While the digital tools may be new, they still soothe age-old emotions, says Therese A. Rando, author of How to Go on Living When Someone You Love Dies.
“Throughout history, we’ve memorialized people we’ve loved and lost,” she said. “These are not new needs. These are new ways of meeting the old needs.”
On the Web, mourners can find online support groups, participate in “grief recovery” webinars ― and take heart that their loved one will not be forgotten when they see new comments on a Facebook page or memorial website.
“This is the best part of the Internet,” Rando said. “It connects people and allows them to recognize that they are not alone.”
Angelo Merendino, 38, lost his wife, Jennifer, in December. He continues to update a Facebook page that documents her battle with breast cancer, which began five months after their 2007 wedding.
It’s filled with black-and-white photos he took that show Jennifer in various stages of the disease. In one, she is thin, bald and receiving chemotherapy. In another, she poses with Angelo’s father, who is playfully wearing one of her wigs.
“One of the most amazing things to me is how people have responded,” Merendino said. “I’m humbled when I see what someone has written. ... People have really been moved by my and Jen’s love for each other.”
With each new update, he hopes to keep Jennifer’s spirit alive, as well as raise awareness for a cancer-support foundation he is creating in her name.
“These photos are about her fighting, not giving up, and really realizing how precious life is,” he said. “It makes me feel that she is still here and that she’s not going to be forgotten.”
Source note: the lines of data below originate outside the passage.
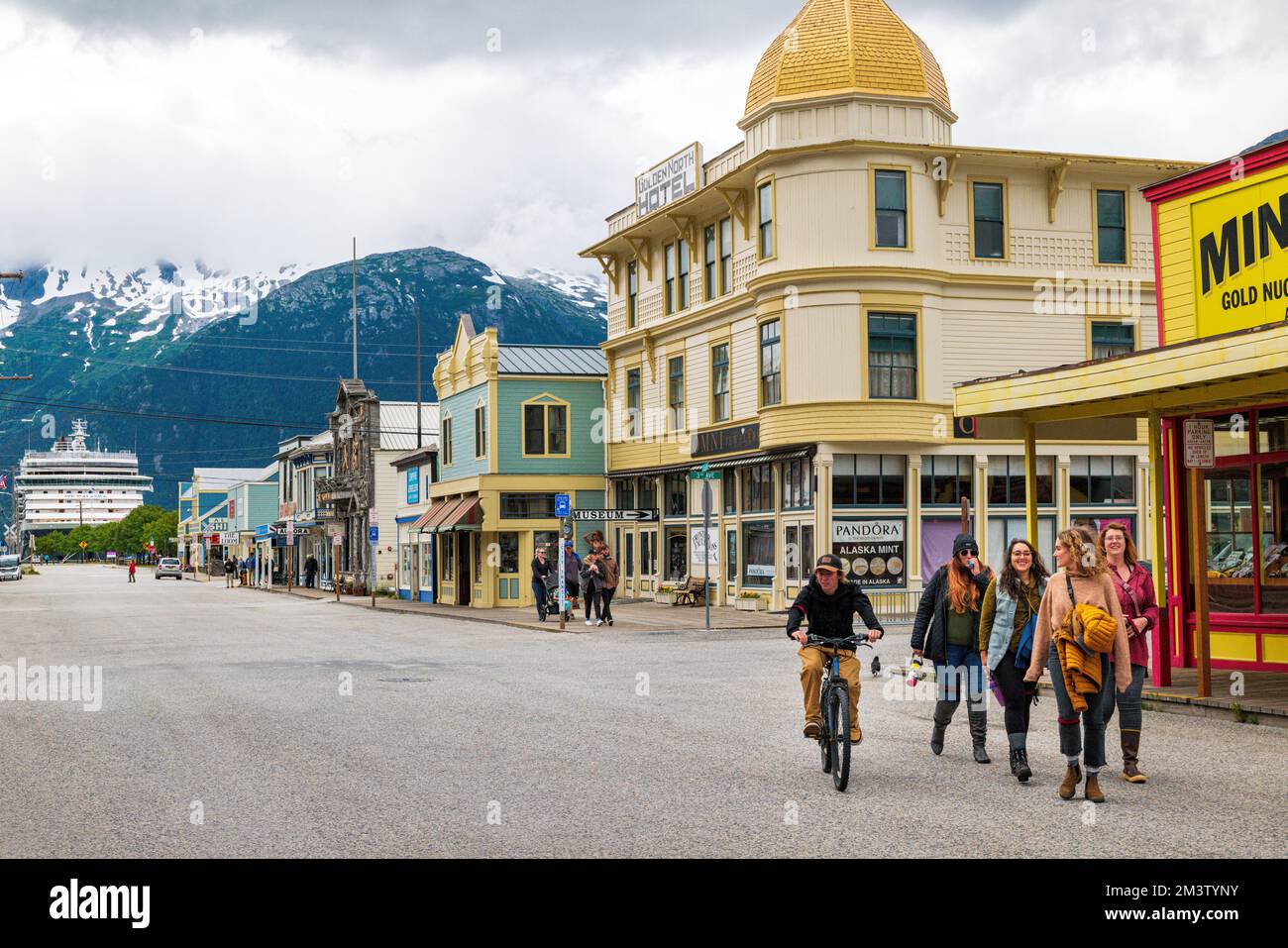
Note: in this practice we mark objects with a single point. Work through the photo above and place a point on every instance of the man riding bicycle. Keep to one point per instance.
(828, 600)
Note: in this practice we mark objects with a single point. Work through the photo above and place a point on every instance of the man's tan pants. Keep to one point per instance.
(811, 677)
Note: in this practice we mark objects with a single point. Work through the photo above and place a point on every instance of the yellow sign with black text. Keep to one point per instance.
(1240, 257)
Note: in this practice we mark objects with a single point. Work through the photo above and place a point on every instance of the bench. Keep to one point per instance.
(692, 592)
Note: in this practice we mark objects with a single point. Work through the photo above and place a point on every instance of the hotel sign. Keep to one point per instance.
(675, 178)
(725, 440)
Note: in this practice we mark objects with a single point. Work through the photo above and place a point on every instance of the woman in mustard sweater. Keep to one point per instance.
(1081, 571)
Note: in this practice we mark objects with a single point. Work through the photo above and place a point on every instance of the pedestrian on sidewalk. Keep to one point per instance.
(1081, 581)
(1008, 623)
(1134, 587)
(590, 579)
(947, 631)
(540, 574)
(608, 583)
(572, 570)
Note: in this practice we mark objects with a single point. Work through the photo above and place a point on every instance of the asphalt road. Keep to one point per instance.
(224, 730)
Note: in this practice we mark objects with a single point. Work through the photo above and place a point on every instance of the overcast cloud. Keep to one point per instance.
(253, 134)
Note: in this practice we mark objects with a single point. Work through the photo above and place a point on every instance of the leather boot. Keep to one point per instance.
(1131, 747)
(944, 711)
(1020, 764)
(978, 734)
(1072, 779)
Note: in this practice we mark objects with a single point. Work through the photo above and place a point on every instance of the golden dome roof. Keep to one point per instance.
(835, 47)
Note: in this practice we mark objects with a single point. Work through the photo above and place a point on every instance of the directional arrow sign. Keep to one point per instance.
(648, 515)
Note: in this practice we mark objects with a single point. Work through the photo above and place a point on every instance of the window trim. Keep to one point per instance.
(632, 299)
(1113, 321)
(767, 181)
(872, 205)
(760, 368)
(711, 378)
(480, 406)
(1095, 224)
(546, 401)
(1006, 217)
(890, 308)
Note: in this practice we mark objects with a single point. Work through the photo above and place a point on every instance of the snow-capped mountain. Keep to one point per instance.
(132, 350)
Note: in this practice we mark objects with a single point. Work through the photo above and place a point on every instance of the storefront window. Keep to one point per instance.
(1006, 480)
(868, 480)
(1102, 479)
(945, 479)
(793, 553)
(1229, 540)
(447, 562)
(677, 556)
(1273, 430)
(1274, 539)
(758, 548)
(798, 484)
(758, 488)
(509, 549)
(648, 493)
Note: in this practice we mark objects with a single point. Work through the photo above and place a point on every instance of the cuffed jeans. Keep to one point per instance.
(1010, 682)
(1127, 702)
(961, 670)
(1093, 733)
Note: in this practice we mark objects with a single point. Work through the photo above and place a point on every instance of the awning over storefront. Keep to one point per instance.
(468, 514)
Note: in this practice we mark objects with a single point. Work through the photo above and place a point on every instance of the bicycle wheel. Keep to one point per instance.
(838, 723)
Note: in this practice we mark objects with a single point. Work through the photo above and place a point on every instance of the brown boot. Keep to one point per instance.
(1072, 779)
(1131, 746)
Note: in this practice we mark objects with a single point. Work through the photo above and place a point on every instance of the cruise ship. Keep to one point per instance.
(72, 484)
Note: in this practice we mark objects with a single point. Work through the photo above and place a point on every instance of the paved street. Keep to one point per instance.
(231, 700)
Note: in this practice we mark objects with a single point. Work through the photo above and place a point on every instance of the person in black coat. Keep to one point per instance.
(947, 631)
(829, 603)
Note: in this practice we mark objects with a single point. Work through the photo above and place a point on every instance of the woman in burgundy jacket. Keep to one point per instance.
(1140, 612)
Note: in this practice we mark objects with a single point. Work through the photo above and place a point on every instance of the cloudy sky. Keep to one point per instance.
(257, 133)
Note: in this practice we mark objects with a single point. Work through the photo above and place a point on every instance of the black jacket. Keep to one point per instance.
(931, 620)
(831, 616)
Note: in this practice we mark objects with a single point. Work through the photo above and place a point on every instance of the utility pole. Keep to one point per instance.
(417, 380)
(355, 307)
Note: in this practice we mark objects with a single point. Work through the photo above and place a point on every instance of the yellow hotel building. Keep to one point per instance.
(797, 311)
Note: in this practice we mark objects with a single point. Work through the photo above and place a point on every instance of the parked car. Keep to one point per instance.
(11, 567)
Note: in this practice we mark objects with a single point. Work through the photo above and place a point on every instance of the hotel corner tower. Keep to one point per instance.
(795, 312)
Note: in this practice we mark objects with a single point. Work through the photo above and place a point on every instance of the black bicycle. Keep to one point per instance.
(833, 738)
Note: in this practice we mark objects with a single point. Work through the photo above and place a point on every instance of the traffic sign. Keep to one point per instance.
(649, 515)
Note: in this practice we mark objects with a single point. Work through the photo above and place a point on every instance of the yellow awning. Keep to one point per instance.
(1227, 371)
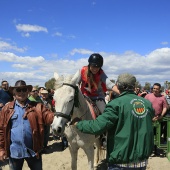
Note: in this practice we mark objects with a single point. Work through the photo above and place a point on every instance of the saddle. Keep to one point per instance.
(95, 112)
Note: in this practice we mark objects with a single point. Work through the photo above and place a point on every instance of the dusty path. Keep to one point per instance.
(56, 159)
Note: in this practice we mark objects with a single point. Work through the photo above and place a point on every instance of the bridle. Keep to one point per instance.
(75, 104)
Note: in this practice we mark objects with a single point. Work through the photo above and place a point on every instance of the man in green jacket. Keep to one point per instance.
(128, 122)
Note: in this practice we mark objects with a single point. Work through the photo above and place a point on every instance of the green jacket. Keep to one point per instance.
(128, 121)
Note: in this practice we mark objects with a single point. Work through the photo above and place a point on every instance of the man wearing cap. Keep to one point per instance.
(5, 95)
(22, 129)
(128, 121)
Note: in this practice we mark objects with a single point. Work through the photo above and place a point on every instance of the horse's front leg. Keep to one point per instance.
(89, 151)
(73, 152)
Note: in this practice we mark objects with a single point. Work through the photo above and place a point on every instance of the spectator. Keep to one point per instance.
(167, 97)
(48, 104)
(34, 96)
(5, 95)
(21, 129)
(128, 121)
(160, 106)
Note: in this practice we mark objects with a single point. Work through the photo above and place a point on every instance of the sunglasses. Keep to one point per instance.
(23, 90)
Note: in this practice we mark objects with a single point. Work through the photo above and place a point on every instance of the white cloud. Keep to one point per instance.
(164, 43)
(152, 67)
(80, 51)
(58, 34)
(30, 28)
(21, 66)
(11, 57)
(4, 46)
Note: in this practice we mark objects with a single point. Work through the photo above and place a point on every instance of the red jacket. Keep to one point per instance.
(94, 91)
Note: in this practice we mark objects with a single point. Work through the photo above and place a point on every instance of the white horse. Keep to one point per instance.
(70, 103)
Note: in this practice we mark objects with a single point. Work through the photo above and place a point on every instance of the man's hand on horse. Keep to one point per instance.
(75, 121)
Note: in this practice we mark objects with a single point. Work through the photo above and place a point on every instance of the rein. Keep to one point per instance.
(75, 104)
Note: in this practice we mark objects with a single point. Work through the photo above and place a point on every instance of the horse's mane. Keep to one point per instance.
(62, 79)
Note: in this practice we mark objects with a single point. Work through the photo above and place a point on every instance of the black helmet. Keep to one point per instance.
(96, 60)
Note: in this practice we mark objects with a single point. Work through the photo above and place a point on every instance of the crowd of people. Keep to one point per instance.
(126, 115)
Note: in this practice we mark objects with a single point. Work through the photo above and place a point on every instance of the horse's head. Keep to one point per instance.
(65, 89)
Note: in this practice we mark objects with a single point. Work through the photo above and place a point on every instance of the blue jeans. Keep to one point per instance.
(33, 163)
(115, 167)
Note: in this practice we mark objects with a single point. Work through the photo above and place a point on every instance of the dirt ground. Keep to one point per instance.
(57, 159)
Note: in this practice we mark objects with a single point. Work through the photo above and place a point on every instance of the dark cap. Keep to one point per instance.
(20, 83)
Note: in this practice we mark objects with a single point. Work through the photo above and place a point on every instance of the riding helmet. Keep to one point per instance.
(96, 60)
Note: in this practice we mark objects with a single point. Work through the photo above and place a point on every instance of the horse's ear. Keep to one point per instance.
(76, 78)
(56, 76)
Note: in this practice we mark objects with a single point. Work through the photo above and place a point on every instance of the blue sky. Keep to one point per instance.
(40, 37)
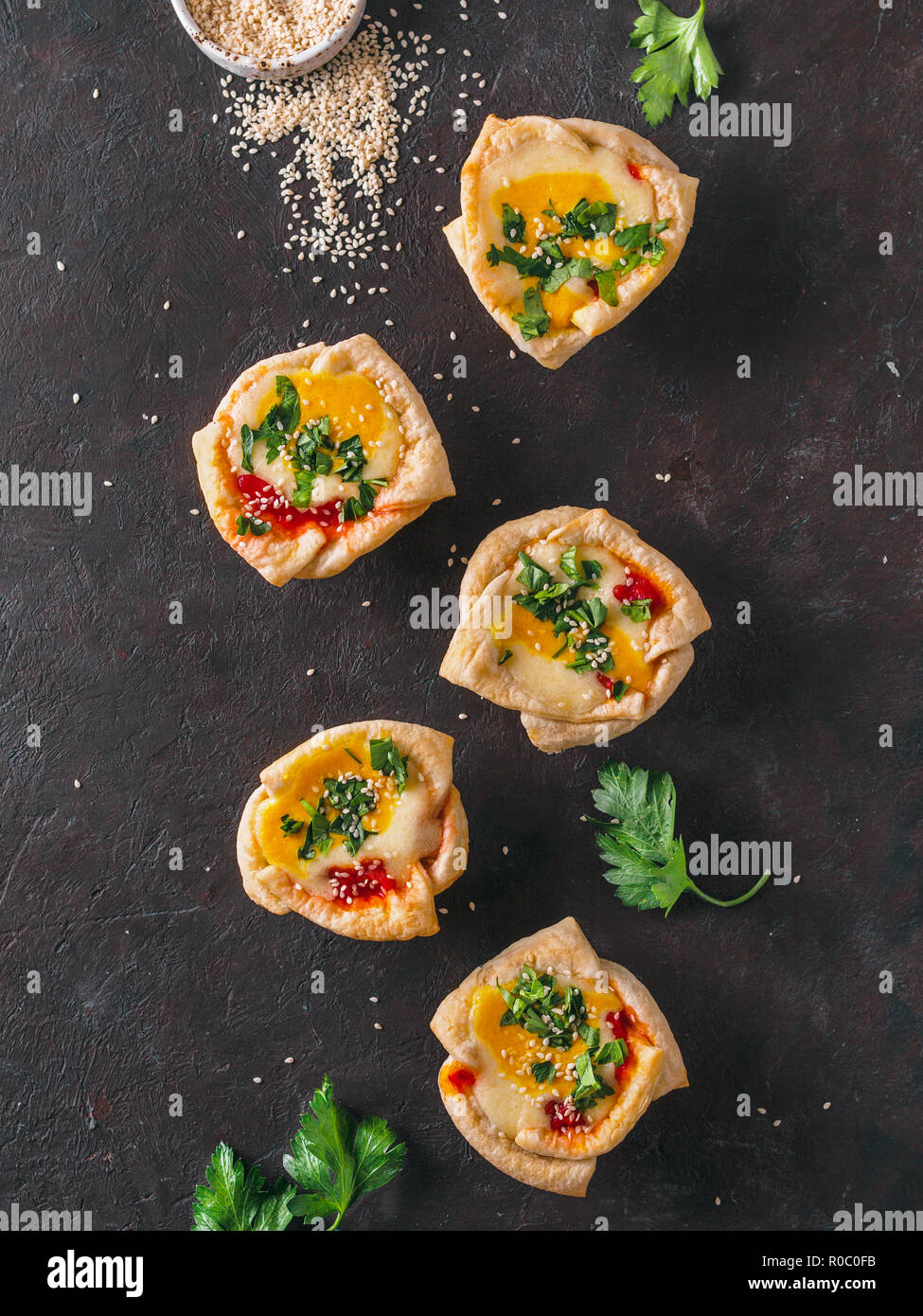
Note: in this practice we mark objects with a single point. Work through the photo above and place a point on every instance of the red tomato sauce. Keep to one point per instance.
(363, 881)
(637, 587)
(266, 503)
(563, 1116)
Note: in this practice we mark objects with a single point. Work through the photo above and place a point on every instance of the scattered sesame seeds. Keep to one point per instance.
(346, 122)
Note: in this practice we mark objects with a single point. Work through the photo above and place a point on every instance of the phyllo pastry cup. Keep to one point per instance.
(357, 829)
(316, 457)
(555, 1055)
(576, 623)
(566, 226)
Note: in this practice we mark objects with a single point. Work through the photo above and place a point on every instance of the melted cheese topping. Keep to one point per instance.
(507, 1090)
(354, 407)
(404, 830)
(536, 658)
(551, 176)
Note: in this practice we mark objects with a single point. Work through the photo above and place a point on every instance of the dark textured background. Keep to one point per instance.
(158, 982)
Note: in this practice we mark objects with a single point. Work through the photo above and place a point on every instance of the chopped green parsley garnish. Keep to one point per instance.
(386, 759)
(311, 453)
(252, 524)
(577, 620)
(344, 803)
(677, 50)
(514, 223)
(559, 1016)
(639, 610)
(589, 220)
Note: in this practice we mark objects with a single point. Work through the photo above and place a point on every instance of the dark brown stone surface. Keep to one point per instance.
(158, 982)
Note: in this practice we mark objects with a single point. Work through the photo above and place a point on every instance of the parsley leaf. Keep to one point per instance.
(647, 863)
(356, 508)
(235, 1199)
(384, 758)
(353, 459)
(336, 1161)
(639, 610)
(252, 524)
(588, 220)
(533, 320)
(514, 223)
(677, 49)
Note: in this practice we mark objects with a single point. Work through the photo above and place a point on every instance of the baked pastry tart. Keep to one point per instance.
(566, 225)
(357, 829)
(555, 1055)
(570, 618)
(319, 455)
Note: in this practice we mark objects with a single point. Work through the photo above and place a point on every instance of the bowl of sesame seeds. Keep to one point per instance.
(270, 39)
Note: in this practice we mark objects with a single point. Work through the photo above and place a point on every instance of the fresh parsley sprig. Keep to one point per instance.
(647, 863)
(337, 1161)
(389, 761)
(333, 1158)
(559, 1016)
(235, 1199)
(677, 51)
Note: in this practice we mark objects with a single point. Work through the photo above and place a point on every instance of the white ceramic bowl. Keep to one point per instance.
(270, 70)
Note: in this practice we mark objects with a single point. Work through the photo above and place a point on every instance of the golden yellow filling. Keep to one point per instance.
(514, 1050)
(559, 191)
(539, 637)
(350, 400)
(307, 783)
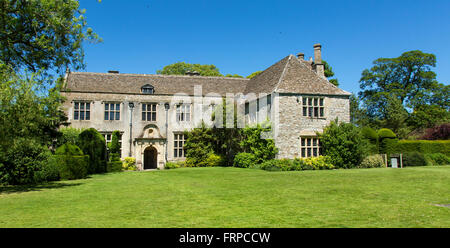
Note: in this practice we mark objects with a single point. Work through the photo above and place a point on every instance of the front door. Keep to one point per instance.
(150, 158)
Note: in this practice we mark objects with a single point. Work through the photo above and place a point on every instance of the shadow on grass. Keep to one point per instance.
(38, 187)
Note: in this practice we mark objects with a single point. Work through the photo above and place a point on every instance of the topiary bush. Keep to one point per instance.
(129, 163)
(438, 158)
(372, 161)
(244, 160)
(92, 143)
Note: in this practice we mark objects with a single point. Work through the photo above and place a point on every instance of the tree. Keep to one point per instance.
(43, 35)
(328, 70)
(182, 68)
(395, 85)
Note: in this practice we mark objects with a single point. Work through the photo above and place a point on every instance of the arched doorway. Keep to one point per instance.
(150, 158)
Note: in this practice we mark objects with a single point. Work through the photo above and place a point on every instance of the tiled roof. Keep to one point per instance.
(289, 75)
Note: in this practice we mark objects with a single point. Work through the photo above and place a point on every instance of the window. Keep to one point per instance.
(313, 107)
(310, 147)
(183, 112)
(178, 146)
(148, 89)
(149, 112)
(112, 111)
(108, 139)
(82, 111)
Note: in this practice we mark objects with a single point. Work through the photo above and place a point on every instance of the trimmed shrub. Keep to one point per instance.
(129, 163)
(372, 161)
(415, 159)
(344, 144)
(72, 167)
(92, 143)
(244, 160)
(114, 166)
(438, 158)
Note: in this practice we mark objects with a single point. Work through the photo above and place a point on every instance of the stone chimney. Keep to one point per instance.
(318, 65)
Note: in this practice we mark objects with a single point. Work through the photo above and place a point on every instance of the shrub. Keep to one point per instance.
(441, 132)
(114, 166)
(129, 163)
(344, 144)
(20, 163)
(415, 159)
(372, 161)
(244, 160)
(72, 167)
(438, 158)
(92, 143)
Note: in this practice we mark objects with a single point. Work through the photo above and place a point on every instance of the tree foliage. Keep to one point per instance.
(43, 34)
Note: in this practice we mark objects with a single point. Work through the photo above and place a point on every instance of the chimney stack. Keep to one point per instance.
(318, 65)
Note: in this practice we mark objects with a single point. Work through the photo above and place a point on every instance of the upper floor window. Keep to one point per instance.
(310, 147)
(313, 107)
(183, 112)
(112, 111)
(178, 146)
(148, 89)
(149, 112)
(81, 110)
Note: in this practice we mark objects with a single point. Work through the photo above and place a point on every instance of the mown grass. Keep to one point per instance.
(234, 197)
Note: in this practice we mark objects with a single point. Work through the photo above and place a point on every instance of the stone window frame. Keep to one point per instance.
(179, 151)
(108, 138)
(115, 112)
(310, 146)
(81, 113)
(313, 106)
(152, 113)
(183, 112)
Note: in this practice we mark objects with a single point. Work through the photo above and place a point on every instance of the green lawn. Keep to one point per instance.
(234, 197)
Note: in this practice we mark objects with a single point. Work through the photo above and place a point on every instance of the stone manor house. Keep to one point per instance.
(152, 115)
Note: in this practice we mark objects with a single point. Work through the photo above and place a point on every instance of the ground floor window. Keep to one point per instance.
(178, 147)
(310, 147)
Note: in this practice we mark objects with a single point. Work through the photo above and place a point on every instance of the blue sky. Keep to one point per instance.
(240, 37)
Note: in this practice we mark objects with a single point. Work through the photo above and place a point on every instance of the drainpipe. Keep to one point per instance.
(131, 105)
(167, 107)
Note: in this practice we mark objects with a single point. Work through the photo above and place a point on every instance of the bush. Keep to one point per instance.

Seeing the new mourning trends ― and the potential to create new revenue streams ― the conservative funeral industry is cautiously entering the digital arena.
“Funeral homes are looking to reinvent themselves in many ways,” said Tributes.com’s Haney. “You’re hard-pressed to go to a wake anymore where there isn’t video tribute on a flat panel, vs. pictures on a bulletin board.”
In addition to providing high-definition screens to play video homages, many funeral homes offer add-ons such as the live-streaming of a funeral for a few hundred dollars, the ability to keep a digital guest book permanently active for $80, and the opportunity to keep a digital candle “lit” on a memorial page for $50.
While the funeral home industry faces falling profit margins ― down to an estimated 10.4 percent in 2011 from 11.4 percent in 2006, according to research group IBISWorld ― don’t expect any overly aggressive leaps into digital services, Haney said.
“This is an industry that is very thoughtful about change and does not change rapidly,” she said. “You always want to be doing the cutting edge, but we have to walk a fine line, so you can’t be too cutting edge.”
FuneralOne, a technology company that provides funeral homes with webcasting services, streamed 17,258 funerals last year, up from 768 funerals in 2008.
As technology improves ― and more people use digital devices ― mourners will be able to tackle once-unconventional tasks such as streaming a funeral by simply using a smartphone or tablet, said funeral industry consultant Robin Heppell.
“We’re getting close to the point that if people want to do it themselves, they can just do it with their iPhones,” he said.
There are still those who shun the digital innovations, particularly older clients, said John Reed, a past president of the National Funeral Directors Association who owns two funeral homes in Webster County, W.V. But many customers also realize that technology can bring people together.
“The new generation has grown up with this type of technology,” he said. “As we move forward, we’re going to see more people who want to do this.”
And the holdouts?
“The older people will die off,” Reed said, “and their values will leave with them.”
Laura Petrecca writes for USA Today.